因此,我也尝试重新部署服务器 CA。这产生了问题,因为我的新证书不是 CA 证书。然后当我 运行 重新部署 CA 剧本,让集群重新创建服务器 CA 时,它完成得很好,但是当我尝试 运行 redeploy-certificates.yml
时,我得到了相同的结果.
这是我的库存文件
all:
children:
etcd:
hosts:
okdmastertest.labtest.mycompany.com:
masters:
hosts:
okdmastertest.labtest.mycompany.com:
nodes:
hosts:
okdmastertest.labtest.mycompany.com:
openshift_node_group_name: node-config-master-infra
okdnodetest1.labtest.mycompany.com:
openshift_node_group_name: node-config-compute
openshift_schedulable: True
OSEv3:
children:
etcd:
masters:
nodes:
# https://docs.okd.io/latest/install_config/persistent_storage/persistent_storage_glusterfs.html#overview-containerized-glusterfs
# https://github.com/openshift/openshift-ansible/tree/master/playbooks/openshift-glusterfs
# glusterfs:
vars:
openshift_deployment_type: origin
ansible_user: root
openshift_master_cluster_method: native
openshift_master_default_subdomain: apps.labtest.mycompany.com
openshift_install_examples: true
openshift_master_cluster_hostname: console.labtest.mycompany.com
openshift_master_cluster_public_hostname: console.labtest.mycompany.com
openshift_hosted_registry_routehost: registry.apps.labtest.mycompany.com
openshift_certificate_expiry_warning_days: 30
openshift_certificate_expiry_fail_on_warn: false
openshift_master_overwrite_named_certificates: true
openshift_hosted_registry_routetermination: reencrypt
openshift_master_named_certificates:
- certfile: "/Users/me/code/devops/okd_install/certs/labtest/commercial.04.29.2019.labtest.mycompany.com.pem"
keyfile: "/Users/me/code/devops/okd_install/certs/labtest/commercial.04.29.2019.labtest.mycompany.com.key"
cafile: "/Users/me/code/devops/okd_install/certs/ca-globalsign.crt"
names:
- "console.labtest.mycompany.com"
# - "labtest.mycompany.com"
# - "*.labtest.mycompany.com"
# - "*.apps.labtest.mycompany.com"
openshift_hosted_router_certificate:
certfile: "/Users/me/code/devops/okd_install/certs/labtest/commercial.04.29.2019.labtest.mycompany.com.pem"
keyfile: "/Users/me/code/devops/okd_install/certs/labtest/commercial.04.29.2019.labtest.mycompany.com.key"
cafile: "/Users/me/code/devops/okd_install/certs/ca-globalsign.crt"
openshift_hosted_registry_routecertificates:
certfile: "/Users/me/code/devops/okd_install/certs/labtest/commercial.04.29.2019.labtest.mycompany.com.pem"
keyfile: "/Users/me/code/devops/okd_install/certs/labtest/commercial.04.29.2019.labtest.mycompany.com.key"

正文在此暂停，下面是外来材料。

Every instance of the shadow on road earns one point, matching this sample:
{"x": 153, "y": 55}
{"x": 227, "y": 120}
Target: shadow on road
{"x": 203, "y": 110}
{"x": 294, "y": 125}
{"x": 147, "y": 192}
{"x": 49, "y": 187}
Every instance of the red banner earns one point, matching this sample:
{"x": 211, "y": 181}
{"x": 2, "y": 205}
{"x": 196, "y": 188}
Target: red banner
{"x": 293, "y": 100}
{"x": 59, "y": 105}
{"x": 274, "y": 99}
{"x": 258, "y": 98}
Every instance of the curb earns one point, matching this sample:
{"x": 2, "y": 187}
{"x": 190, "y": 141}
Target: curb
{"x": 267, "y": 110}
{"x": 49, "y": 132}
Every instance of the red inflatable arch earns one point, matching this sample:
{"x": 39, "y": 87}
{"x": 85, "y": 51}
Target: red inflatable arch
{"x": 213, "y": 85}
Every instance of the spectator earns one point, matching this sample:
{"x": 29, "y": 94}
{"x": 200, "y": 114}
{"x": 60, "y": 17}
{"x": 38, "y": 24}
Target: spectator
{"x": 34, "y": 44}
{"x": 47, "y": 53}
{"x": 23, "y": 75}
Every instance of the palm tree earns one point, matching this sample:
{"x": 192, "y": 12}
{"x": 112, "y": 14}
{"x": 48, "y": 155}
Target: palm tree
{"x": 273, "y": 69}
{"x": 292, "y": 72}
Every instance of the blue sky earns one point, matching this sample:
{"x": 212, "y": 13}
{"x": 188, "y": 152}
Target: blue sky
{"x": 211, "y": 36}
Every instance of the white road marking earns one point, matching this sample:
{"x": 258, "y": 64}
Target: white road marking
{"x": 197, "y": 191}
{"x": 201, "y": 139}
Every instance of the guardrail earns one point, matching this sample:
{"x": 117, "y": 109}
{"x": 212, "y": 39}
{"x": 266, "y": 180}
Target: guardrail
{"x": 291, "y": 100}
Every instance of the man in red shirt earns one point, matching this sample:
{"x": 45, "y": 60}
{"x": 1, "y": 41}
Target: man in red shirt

cafile: "/Users/me/code/devops/okd_install/certs/ca-globalsign.crt"
# LDAP auth
openshift_master_identity_providers:
- name: 'mycompany_ldap_provider'
challenge: true
login: true
kind: LDAPPasswordIdentityProvider
attributes:
id:
- dn
email:
- mail
name:
- cn
preferredUsername:
- sAMAccountName
bindDN: 'ldapbind@int.mycompany.com'
bindPassword: (redacted)
insecure: true
url: 'ldap://dc-pa1.int.mycompany.com/ou=mycompany,dc=int,dc=mycompany,dc=com'
我在这里错过了什么?我认为此 redeploy-certificates.yml
剧本旨在更新证书。为什么我不能将其转换为我的新商业证书?它几乎就像它替换路由器上的证书(有点),但在此过程中搞砸了内部服务器证书。我真的束手无策,我不知道还能尝试什么。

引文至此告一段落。